In other words, we replace the \(N \times K\) matrix of raw data with a smaller \(N \times A\) matrix of data that summarizes the original \(\mathbf{X}\) matrix. Then we relate these scores to the \(\mathrm{y}\) variable. Mathematically it is a two-step process:

\[\begin{split}1.&\qquad \mathbf{T} = \mathbf{XP}\\ 2.&\qquad \widehat{\mathbf{y}} = \mathbf{Tb} \qquad \text{and can be solved as}\qquad \mathbf{b} = \left(\mathbf{T'T}\right)^{-1}\mathbf{T'y}\end{split}\]

The PLS model goes a bit further and introduces some additional advantages over PCR:

A single PLS model can be built for multiple, correlated \(\mathbf{Y}\) variables. This eliminates having to build \(M\) PCR models, one for each column in \(\mathbf{Y}\).
The PLS model directly assumes that there is error in \(\mathbf{X}\) and \(\mathbf{Y}\). We will return to this important point of an \(\mathbf{X}\)-space model later on.

PLS is more efficient than PCR in two ways: with PCR, one or more of the score columns in \(\mathbf{T}\) may only have a small correlation with \(\mathbf{Y}\), so these scores are needlessly calculated. Or as is more common, we have to extract many PCA components, going beyond the level of what would normally be calculated (essentially over fitting the PCA model), in order to capture sufficient predictive columns in \(\mathbf{T}\). This augments the size of the PCR model, and makes interpretation harder, which is already strained by the two-step modelling required for PCR.

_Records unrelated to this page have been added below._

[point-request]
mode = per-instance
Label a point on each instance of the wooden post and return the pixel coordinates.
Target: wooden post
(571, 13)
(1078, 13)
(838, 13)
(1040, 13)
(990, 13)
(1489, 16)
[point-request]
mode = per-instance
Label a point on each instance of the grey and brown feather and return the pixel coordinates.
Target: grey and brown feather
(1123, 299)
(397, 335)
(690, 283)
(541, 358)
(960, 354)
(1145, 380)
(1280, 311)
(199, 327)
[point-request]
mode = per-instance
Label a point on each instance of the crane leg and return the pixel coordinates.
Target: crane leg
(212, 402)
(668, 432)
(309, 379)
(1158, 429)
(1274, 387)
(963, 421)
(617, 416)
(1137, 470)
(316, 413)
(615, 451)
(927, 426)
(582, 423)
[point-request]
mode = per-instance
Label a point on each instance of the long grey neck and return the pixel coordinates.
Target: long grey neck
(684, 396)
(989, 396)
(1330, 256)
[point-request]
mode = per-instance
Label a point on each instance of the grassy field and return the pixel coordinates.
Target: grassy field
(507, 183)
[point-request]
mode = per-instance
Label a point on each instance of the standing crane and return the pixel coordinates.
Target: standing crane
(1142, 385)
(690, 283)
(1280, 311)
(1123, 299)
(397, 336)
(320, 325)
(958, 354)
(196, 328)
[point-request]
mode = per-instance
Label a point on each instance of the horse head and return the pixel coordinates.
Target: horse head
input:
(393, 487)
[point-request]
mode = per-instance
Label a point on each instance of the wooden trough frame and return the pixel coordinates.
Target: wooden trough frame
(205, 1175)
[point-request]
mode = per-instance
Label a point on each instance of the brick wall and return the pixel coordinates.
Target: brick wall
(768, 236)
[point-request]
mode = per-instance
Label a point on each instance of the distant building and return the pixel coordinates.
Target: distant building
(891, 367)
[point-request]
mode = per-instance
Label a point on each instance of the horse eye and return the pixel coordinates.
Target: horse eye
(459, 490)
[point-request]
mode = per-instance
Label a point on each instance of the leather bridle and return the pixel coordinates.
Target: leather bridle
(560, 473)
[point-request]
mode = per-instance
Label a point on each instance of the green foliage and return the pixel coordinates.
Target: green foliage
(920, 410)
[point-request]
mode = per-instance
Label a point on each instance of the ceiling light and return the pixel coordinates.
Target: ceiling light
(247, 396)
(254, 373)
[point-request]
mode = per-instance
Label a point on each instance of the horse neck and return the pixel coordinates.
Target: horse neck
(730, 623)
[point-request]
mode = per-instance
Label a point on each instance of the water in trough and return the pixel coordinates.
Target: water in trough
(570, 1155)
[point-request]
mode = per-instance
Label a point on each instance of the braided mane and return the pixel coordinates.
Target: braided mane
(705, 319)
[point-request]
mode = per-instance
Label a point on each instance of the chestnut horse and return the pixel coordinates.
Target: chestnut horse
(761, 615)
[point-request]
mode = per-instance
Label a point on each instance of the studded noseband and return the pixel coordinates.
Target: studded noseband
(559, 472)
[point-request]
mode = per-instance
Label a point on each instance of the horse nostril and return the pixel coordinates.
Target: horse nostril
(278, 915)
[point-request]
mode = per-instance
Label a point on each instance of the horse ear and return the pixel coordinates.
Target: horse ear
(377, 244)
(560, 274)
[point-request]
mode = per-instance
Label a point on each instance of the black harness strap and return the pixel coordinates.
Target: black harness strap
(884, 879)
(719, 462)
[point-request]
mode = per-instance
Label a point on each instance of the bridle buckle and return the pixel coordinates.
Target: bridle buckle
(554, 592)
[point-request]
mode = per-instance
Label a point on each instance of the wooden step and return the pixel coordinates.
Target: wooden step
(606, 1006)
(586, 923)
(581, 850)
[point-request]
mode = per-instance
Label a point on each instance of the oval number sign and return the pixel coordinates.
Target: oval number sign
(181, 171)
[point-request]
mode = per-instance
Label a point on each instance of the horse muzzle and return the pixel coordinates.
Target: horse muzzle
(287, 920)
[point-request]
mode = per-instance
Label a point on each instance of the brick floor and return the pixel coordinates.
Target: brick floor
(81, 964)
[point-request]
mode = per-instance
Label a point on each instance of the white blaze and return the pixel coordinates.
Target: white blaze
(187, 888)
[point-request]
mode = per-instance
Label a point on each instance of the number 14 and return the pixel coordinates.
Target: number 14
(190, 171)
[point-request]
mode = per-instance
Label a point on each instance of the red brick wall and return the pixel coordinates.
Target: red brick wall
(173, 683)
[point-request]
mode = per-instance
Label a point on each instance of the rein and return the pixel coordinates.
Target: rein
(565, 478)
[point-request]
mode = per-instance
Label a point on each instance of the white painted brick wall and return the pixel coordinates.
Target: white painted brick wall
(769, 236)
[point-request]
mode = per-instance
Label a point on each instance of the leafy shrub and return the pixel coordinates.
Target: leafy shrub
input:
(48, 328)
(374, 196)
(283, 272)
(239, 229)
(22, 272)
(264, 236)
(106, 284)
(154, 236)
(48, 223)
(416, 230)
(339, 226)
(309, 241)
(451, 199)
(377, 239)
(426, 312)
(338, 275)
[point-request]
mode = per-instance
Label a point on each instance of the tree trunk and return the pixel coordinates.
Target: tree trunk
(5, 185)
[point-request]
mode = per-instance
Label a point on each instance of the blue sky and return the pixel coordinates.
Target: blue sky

Similar to PCA, the basis for PCR, we have that PLS also extracts sequential components, but it does so using the data in both \(\mathbf{X}\) and \(\mathbf{Y}\). So it can be seen to be very similar to PCR, but that it calculates the model in one go. From the last point just mentioned, it is not surprising that PLS often requires fewer components than PCR to achieve the same level of prediction. In fact when compared to several regression methods, MLR, ridge regression and PCR, a PLS model is often the most “compact” model.

We will get into the details shortly, but as a starting approximation, you can visualize PLS as a method that extracts a single set of scores, \(\mathbf{T}\), from both \(\mathbf{X}\) and \(\mathbf{Y}\) simultaneously.

../../figures/pls/PLS-data-structure.svg

From an engineering point of view this is quite a satisfying interpretation. After all, the variables we chose to be in \(\mathbf{X}\) and in \(\mathbf{Y}\) come from the same system. That system is driven (moved around) by the same underlying latent variables.